A veces esto llevó a casos de despersonalización extrema. Quizás ninguna de las fotos mentales que saqué en Japón me resultó tan impactante en estos términos como la siguiente: el 29 de octubre de 2004, un viajero japonés que se encontraba en Irak llamado Kōda Shōsei fue secuestrado por el grupo yijadista de Abu Musab al-Zarqawi. Lo hicieron sentar de rodillas sobre una bandera de Estados Unidos y, con tres de sus captores detrás, fue asesinado frente a una cámara para luego transmitir ese video por todo el mundo. Antes de su muerte, el joven pidió disculpas a su país y su familia por los problemas causados. A su vez, la familia de la víctima les pidió disculpas al gobierno y a todos aquellos de quienes recibieron ayuda. El caso generó un revuelto tremendo e incluso hoy día gran parte del miedo que sienten los japoneses hacia países árabes o musulmanes proviene de ese evento. Mi foto, sin embargo, no fue esa. La foto fue de uno de mis alumnos quien, al debatir el tema en clase, les dijo a sus compañeros, también adolescentes: “yo habría hecho lo mismo”.

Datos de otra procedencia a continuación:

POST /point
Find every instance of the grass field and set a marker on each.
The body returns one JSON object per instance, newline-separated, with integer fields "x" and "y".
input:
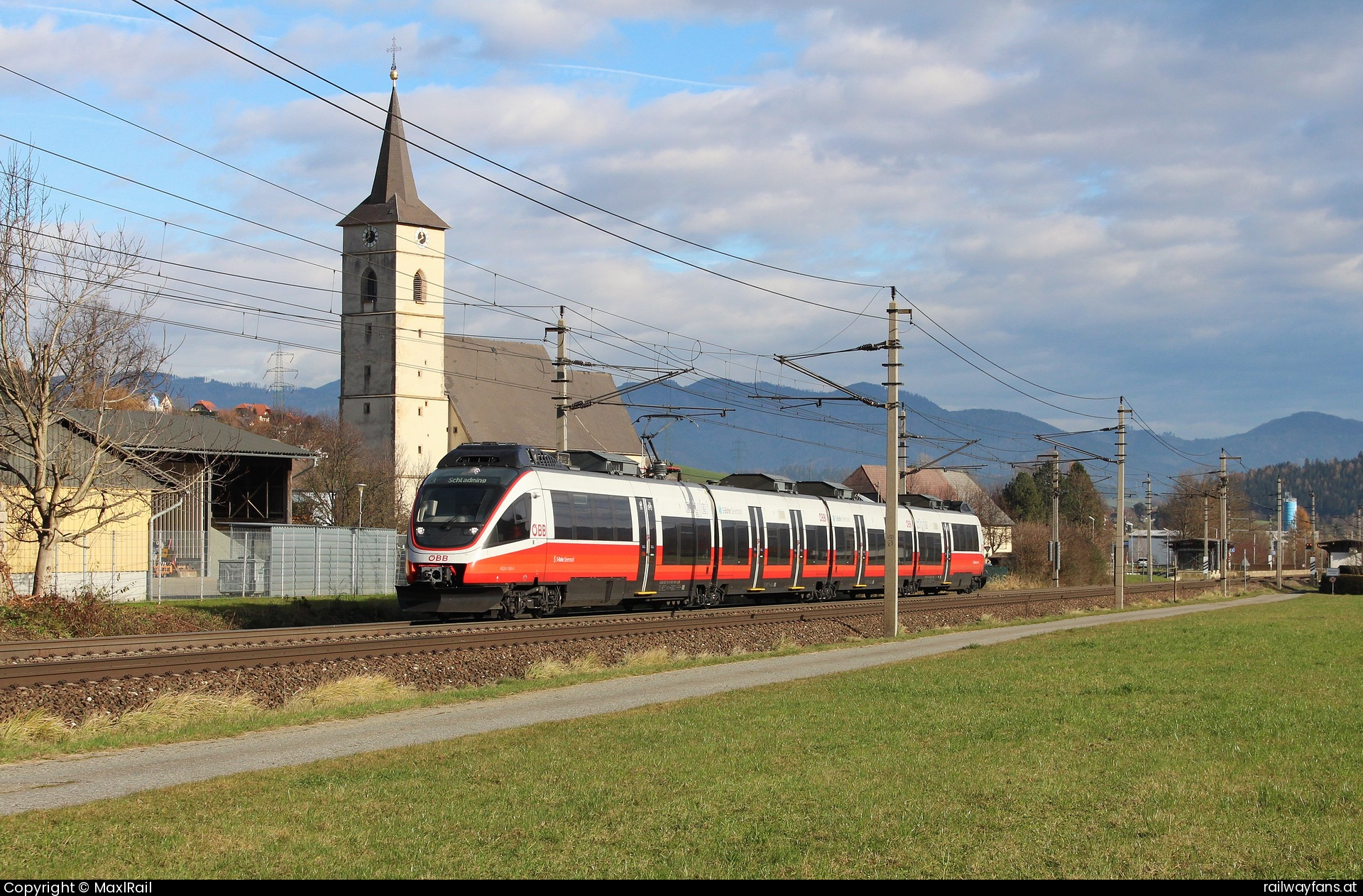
{"x": 1223, "y": 743}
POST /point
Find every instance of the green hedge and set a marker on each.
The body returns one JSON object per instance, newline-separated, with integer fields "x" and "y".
{"x": 1346, "y": 586}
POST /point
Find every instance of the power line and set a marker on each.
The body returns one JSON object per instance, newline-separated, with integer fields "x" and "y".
{"x": 511, "y": 171}
{"x": 494, "y": 182}
{"x": 454, "y": 258}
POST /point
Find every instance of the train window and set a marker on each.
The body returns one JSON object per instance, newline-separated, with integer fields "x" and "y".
{"x": 817, "y": 546}
{"x": 779, "y": 545}
{"x": 735, "y": 540}
{"x": 579, "y": 517}
{"x": 582, "y": 527}
{"x": 562, "y": 515}
{"x": 930, "y": 547}
{"x": 875, "y": 547}
{"x": 601, "y": 517}
{"x": 622, "y": 517}
{"x": 514, "y": 523}
{"x": 453, "y": 505}
{"x": 844, "y": 542}
{"x": 671, "y": 540}
{"x": 686, "y": 540}
{"x": 965, "y": 537}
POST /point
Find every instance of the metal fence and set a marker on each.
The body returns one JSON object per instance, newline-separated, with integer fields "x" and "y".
{"x": 277, "y": 561}
{"x": 290, "y": 561}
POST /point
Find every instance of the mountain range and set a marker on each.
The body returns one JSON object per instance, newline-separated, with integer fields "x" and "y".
{"x": 816, "y": 435}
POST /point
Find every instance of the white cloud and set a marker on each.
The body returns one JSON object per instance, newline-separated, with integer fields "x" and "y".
{"x": 1080, "y": 191}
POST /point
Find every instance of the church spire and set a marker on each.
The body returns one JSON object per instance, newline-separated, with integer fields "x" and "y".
{"x": 394, "y": 195}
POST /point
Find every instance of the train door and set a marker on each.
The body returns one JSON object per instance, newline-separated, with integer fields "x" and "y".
{"x": 946, "y": 552}
{"x": 860, "y": 549}
{"x": 540, "y": 531}
{"x": 758, "y": 546}
{"x": 647, "y": 547}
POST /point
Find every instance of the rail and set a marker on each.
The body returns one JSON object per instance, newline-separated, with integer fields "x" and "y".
{"x": 37, "y": 663}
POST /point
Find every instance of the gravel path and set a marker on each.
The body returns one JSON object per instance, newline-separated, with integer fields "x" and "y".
{"x": 464, "y": 667}
{"x": 70, "y": 782}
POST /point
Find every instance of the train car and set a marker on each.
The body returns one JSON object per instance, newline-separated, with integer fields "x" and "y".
{"x": 510, "y": 530}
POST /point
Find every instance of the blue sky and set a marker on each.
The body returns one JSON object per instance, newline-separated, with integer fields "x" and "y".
{"x": 1154, "y": 200}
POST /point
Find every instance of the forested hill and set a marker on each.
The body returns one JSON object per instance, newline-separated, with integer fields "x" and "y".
{"x": 1337, "y": 484}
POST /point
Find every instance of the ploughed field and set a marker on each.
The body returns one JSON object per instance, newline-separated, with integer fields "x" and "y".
{"x": 1220, "y": 743}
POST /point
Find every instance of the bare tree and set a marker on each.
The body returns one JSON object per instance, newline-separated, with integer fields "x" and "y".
{"x": 74, "y": 346}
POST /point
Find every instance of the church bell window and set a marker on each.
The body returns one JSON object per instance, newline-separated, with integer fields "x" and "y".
{"x": 368, "y": 291}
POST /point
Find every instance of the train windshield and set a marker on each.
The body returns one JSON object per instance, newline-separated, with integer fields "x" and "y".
{"x": 454, "y": 505}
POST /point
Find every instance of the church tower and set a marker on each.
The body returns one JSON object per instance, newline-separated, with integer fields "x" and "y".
{"x": 393, "y": 314}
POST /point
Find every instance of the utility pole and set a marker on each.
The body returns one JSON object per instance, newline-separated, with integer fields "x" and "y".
{"x": 1223, "y": 484}
{"x": 1056, "y": 517}
{"x": 1312, "y": 542}
{"x": 1120, "y": 530}
{"x": 1207, "y": 557}
{"x": 1149, "y": 534}
{"x": 561, "y": 377}
{"x": 892, "y": 472}
{"x": 1278, "y": 552}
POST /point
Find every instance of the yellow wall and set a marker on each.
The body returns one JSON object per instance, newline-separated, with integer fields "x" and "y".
{"x": 115, "y": 547}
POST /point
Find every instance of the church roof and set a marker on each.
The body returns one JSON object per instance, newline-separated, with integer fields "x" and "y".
{"x": 503, "y": 392}
{"x": 394, "y": 195}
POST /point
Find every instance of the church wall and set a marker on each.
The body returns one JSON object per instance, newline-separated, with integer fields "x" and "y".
{"x": 403, "y": 344}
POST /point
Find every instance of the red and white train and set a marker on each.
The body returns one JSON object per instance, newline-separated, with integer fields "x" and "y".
{"x": 510, "y": 528}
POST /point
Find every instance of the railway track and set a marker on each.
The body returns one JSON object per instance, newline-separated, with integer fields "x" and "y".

La obediencia japonesa a veces nos aterra. Pero también hay algo en el modo de vida occidental que aterra a los japoneses. En Occidente, la tendencia a la transgresión es común; el infringir un precepto es visto como un motor de cambio y de transformación, pero también es una regla implícita a la cual las sociedades se someten estricta y obedientemente. En Japón, la tendencia es más bien al cumplimiento y a la preservación de la ley, llegando a veces a tomar formas desinteresadas y extremas (¿rupturistas?) ante aquel valor exacerbado en otras partes del mundo: la individualidad. En las décadas inaugurales de la hegemonía asiática en el tablero geopolítico, ¿estamos obligados a elegir uno u otro modelo, a creer que se trata de posiciones antagónicas? ¿O vamos a permitirnos ser más desobedientes con las imágenes mentales que nos hacemos de otros y de nosotros mismos?


[1] 順ふや 音なき花も 耳に奥 shitagau’ya oto naki hanamo mimi no oku. En su traducción al inglés, Reginald Horace Blyth optó por hacer del poeta y de su oyente el agente de la obediencia (“We are obedient / and silent flowers too / speak to the inner ear”). Alberto Silva, en cambio, eligió quitar la palabra ‘obediencia’ de su traducción para reemplazarla por la acción de ‘someter’, propia de quien impone la regla (“Abre el oído / somételo / al silencio de las flores”).